Os tutores precisavam marcar as opções “Concordo totalmente”, “Concordo razoavelmente”, “Concordo parcialmente/ Discordo parcialmente”, “Discordo razoavelmente”, “Discordo totalmente” ou “Não se aplica”. “Temos uma amostra de mais de 1.700 pares tutor-cão”, conta a professora Carine. Dentre os resultados, os cientistas observaram que, no Brasil, os cães de tutores mulheres, os castrados, e os que vivem sem a companhia de outro cachorro são mais medrosos.
Eles também constataram que os cães mais velhos apresentam menos energia e um risco potencial maior de desenvolver depressão. No entanto, a tendência a ser mais entusiasmado e cheio de energia é mais relatada em animais que vivem no ambiente interno da casa (e não no quintal ou na garagem) – o que é uma regra no Reino Unido, mas menos comum no Brasil. .
Um outro resultado que chamou a atenção dos pesquisadores é que os cães sem raça definida são, ao mesmo tempo, mais medrosos, mas também mais cheios de energia e entusiasmados do que os cães de raça. A explicação para isso talvez seja um possível passado nas ruas ou em abrigos onde, naturalmente, o ambiente é muito mais desafiador e pode gerar muito mais estresse para esses animais.
Ela pondera sobre a importância de se ter em mente que esses resultados foram baseados numa amostra de pessoas que responderam a um questionário disponibilizado via internet, e que isso já determina um certo perfil. A professora Carine enfatiza que o estudo apresenta implicações teóricas e práticas.
“O Brasil tem uma população enorme de cães. Há mais cães do que crianças nos lares brasileiros, de acordo com estatísticas oficiais. Uma parcela considerável dessa população é de cães sem raça definida, muitos já viveram nas ruas. Esse perfil particular requer estudos específicos para compreendermos as tendências comportamentais dos cães no nosso país”, avalia.
Para a bióloga Natália de Souza Albuquerque, pesquisadora pós-doc do Instituto de Psicologia da USP e segunda autora do artigo, o instrumento de avaliação poderá ainda ser útil em pesquisas científicas e na prática dos consultórios veterinários. “Possibilita uma melhor compreensão do comportamento e da cognição animal, também permite que criemos formas mais positivas e eficientes de interagir com esses animais e, assim, garantir seu bem-estar e boa qualidade de vida”.
Para o professor Daniel Mills, da Universidade de Lincoln, e coautor do estudo, se quisermos entender o mundo emocional de animais como os cães, é importante termos instrumentos que possam ser usados em diferentes culturas.

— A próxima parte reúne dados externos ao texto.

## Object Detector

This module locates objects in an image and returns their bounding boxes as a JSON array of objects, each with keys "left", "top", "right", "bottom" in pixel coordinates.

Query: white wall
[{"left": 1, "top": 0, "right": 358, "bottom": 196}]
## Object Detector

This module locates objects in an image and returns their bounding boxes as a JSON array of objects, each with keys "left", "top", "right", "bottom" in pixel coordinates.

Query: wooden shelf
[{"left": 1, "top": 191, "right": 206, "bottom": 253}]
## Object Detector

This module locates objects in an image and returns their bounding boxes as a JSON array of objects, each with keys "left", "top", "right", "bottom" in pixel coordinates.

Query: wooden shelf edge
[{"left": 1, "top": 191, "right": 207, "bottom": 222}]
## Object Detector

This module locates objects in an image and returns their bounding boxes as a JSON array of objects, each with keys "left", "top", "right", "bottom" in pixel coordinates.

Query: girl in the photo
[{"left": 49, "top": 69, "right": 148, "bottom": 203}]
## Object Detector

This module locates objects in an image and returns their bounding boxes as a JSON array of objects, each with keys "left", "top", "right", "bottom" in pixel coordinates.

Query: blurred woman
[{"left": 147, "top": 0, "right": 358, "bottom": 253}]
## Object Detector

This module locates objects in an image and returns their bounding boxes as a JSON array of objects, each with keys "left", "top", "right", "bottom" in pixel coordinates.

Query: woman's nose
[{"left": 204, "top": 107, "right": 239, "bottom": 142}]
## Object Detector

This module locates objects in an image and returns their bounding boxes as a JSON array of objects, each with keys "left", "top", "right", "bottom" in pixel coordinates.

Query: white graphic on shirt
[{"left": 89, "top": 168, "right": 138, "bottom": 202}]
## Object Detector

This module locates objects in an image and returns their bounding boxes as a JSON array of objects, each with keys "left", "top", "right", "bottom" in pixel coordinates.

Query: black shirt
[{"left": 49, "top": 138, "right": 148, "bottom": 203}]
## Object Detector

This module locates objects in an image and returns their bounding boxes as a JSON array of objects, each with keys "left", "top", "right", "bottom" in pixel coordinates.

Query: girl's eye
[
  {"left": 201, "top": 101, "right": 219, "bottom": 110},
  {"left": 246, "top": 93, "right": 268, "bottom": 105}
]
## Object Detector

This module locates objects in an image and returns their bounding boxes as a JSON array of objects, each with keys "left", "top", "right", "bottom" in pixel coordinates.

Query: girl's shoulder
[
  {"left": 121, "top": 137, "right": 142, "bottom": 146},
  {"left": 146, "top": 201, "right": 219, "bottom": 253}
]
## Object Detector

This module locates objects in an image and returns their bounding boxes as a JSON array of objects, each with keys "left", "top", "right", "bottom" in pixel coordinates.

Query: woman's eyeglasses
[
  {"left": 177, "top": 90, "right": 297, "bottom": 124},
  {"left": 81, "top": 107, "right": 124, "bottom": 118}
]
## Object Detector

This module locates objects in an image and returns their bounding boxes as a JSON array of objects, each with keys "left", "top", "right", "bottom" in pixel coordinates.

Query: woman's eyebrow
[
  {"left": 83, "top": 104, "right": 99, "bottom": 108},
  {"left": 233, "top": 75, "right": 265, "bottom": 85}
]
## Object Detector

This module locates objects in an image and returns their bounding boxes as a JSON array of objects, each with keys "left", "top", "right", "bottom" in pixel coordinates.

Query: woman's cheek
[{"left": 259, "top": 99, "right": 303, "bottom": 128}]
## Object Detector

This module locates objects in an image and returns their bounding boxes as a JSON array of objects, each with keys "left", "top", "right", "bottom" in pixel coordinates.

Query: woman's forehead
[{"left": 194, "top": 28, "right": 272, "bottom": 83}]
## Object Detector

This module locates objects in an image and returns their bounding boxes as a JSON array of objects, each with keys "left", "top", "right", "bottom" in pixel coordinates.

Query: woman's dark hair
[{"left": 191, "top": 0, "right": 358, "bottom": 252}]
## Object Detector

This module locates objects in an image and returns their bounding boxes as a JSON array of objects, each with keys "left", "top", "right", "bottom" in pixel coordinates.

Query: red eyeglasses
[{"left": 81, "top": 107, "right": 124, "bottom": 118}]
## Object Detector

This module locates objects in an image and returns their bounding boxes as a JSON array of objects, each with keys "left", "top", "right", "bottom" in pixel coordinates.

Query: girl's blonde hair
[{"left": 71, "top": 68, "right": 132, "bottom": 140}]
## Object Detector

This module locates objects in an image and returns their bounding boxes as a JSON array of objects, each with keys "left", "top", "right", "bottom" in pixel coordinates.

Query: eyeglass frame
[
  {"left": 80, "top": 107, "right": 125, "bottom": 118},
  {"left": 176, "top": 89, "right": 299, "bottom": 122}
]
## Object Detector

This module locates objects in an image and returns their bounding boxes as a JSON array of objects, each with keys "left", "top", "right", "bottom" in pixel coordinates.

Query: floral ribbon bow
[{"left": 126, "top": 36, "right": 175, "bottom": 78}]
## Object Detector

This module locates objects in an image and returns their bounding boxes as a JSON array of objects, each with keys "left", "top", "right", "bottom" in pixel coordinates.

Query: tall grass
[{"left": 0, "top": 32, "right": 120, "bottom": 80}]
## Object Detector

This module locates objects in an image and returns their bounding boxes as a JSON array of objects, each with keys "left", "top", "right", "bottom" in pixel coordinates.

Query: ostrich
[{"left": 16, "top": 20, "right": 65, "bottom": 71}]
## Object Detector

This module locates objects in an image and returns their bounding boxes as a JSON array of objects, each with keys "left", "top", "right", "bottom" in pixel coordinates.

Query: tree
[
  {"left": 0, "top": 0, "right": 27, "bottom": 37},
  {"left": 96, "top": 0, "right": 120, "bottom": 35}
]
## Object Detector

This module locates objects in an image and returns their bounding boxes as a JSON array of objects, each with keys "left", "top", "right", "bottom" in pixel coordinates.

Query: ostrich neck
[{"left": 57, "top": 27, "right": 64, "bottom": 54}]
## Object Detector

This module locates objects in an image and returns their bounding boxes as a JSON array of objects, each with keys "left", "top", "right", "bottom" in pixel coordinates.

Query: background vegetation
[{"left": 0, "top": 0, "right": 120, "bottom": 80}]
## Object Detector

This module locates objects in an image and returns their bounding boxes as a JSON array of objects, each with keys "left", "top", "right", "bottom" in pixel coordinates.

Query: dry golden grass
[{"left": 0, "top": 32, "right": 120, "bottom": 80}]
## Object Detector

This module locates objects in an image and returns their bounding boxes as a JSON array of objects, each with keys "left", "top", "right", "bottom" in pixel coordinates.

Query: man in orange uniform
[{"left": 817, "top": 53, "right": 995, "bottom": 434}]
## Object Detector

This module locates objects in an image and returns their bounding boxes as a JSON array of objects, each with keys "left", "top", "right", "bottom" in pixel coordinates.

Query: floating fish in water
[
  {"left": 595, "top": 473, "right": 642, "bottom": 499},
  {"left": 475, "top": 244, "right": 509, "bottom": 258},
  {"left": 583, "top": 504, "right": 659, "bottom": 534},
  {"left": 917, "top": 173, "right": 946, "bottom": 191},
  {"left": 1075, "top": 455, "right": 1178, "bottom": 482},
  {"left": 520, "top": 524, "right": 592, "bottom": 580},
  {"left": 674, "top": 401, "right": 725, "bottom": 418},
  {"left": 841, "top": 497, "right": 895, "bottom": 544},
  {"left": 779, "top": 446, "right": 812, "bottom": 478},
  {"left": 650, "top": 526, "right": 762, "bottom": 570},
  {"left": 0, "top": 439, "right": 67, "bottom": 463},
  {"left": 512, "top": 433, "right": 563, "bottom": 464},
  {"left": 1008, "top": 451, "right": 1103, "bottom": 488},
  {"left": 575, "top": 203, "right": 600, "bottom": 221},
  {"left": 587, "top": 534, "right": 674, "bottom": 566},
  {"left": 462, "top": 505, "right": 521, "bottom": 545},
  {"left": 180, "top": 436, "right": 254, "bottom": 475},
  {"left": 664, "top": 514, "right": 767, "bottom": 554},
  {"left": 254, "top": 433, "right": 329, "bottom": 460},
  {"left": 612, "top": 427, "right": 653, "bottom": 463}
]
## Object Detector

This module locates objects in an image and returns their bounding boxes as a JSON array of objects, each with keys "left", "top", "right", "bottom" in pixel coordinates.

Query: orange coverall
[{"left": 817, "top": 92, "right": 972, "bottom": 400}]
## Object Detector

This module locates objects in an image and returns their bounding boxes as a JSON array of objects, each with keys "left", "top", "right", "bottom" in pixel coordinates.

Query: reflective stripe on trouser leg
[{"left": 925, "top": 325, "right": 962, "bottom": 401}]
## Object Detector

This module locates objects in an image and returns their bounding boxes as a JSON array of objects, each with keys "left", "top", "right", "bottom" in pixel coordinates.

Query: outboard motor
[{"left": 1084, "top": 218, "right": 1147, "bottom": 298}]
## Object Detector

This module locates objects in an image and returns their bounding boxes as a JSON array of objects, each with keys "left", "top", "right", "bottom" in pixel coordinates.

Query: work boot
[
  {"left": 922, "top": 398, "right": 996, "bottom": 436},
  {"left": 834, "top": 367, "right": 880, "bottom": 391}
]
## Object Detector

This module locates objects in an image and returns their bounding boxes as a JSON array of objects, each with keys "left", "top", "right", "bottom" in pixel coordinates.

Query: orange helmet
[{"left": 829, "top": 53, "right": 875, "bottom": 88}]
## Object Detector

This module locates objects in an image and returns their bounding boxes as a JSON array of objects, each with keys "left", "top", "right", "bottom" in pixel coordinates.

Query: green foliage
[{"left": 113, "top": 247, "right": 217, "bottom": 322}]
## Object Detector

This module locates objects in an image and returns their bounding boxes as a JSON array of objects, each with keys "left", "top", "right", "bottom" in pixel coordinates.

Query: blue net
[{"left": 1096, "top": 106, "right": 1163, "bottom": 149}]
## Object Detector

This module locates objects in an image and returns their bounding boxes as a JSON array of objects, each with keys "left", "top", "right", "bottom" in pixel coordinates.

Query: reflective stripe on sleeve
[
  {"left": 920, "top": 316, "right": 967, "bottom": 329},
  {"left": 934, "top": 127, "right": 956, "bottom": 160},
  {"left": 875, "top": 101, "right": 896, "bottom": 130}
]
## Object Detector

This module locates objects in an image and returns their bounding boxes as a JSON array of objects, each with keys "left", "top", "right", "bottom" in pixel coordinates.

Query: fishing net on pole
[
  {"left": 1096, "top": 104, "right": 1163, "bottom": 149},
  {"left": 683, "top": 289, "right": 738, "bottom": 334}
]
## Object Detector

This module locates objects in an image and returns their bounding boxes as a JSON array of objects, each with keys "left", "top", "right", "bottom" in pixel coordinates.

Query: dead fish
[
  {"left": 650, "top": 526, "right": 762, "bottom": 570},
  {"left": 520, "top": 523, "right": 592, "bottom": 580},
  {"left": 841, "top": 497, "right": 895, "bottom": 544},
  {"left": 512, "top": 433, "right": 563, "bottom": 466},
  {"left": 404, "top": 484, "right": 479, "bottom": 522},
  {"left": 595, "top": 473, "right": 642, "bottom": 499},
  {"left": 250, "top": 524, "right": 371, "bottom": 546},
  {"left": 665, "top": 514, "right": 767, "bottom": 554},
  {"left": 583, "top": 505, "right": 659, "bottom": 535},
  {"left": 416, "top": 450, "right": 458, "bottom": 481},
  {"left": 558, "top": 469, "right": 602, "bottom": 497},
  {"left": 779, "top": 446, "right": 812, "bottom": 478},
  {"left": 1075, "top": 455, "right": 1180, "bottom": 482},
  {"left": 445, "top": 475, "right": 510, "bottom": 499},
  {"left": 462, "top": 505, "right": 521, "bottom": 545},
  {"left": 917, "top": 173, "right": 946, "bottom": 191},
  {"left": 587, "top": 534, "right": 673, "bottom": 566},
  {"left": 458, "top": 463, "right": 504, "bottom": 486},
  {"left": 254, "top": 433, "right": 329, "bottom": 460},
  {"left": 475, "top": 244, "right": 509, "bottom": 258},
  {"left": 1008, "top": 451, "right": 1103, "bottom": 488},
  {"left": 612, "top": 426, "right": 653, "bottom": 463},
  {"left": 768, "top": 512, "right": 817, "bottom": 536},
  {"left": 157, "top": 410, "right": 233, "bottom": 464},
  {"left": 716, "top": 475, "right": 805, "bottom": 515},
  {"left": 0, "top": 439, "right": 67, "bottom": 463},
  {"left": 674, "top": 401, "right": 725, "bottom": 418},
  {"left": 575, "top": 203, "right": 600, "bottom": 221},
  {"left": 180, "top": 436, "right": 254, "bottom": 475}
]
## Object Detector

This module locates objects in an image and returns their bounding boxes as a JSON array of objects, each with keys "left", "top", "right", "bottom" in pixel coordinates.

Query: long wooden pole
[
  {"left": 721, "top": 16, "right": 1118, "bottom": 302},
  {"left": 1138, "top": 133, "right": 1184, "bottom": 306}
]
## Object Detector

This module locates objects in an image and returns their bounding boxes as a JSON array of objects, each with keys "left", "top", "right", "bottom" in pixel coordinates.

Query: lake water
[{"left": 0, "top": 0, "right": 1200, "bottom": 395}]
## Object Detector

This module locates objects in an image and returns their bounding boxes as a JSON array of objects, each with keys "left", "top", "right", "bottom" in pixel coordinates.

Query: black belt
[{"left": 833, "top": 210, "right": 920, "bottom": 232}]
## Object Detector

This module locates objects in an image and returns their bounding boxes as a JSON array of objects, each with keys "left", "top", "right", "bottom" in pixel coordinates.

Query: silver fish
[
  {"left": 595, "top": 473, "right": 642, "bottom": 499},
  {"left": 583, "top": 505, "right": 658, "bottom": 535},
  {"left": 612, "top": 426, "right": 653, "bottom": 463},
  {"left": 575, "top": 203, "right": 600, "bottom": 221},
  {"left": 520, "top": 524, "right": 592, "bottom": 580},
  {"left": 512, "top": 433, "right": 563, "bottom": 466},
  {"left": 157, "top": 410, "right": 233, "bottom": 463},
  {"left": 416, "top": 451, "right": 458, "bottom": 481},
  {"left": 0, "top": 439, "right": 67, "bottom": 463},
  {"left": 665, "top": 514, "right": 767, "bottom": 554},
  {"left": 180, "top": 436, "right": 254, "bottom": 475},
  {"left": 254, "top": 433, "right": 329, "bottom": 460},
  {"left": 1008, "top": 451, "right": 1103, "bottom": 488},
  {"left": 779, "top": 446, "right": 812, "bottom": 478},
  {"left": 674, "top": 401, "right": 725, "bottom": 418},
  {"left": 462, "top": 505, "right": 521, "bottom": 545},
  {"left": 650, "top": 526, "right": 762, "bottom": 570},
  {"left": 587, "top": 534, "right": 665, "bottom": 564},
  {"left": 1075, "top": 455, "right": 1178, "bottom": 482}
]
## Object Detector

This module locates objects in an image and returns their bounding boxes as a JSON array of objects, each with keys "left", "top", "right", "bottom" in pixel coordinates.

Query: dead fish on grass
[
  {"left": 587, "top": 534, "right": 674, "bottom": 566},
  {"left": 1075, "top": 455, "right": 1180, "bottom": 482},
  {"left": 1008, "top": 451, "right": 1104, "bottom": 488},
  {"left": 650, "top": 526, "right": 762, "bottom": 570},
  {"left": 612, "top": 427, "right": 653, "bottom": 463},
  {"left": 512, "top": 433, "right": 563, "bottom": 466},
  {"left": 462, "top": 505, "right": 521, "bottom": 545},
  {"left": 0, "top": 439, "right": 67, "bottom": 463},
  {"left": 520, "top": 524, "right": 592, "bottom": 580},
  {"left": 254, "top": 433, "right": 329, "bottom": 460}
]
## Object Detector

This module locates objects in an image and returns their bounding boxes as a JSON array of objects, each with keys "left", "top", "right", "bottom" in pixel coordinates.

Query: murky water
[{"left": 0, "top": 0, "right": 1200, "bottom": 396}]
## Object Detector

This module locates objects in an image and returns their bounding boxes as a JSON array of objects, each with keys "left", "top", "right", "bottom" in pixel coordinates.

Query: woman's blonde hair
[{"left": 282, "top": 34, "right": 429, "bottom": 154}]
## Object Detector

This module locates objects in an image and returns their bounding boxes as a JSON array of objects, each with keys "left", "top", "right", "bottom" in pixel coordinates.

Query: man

“Estamos no momento de ver mais claramente quais os fatores que afetam o temperamento dos cães e o que há de semelhanças e diferenças entre diferentes países e culturas, que aspectos são únicos em cada caso. Infelizmente, a popularidade dos questionários não está vinculada à sua validade. Esta pesquisa define um novo padrão de avaliação, que garante dados com qualidade para estudarmos o temperamento dos cães”, destaca Mills.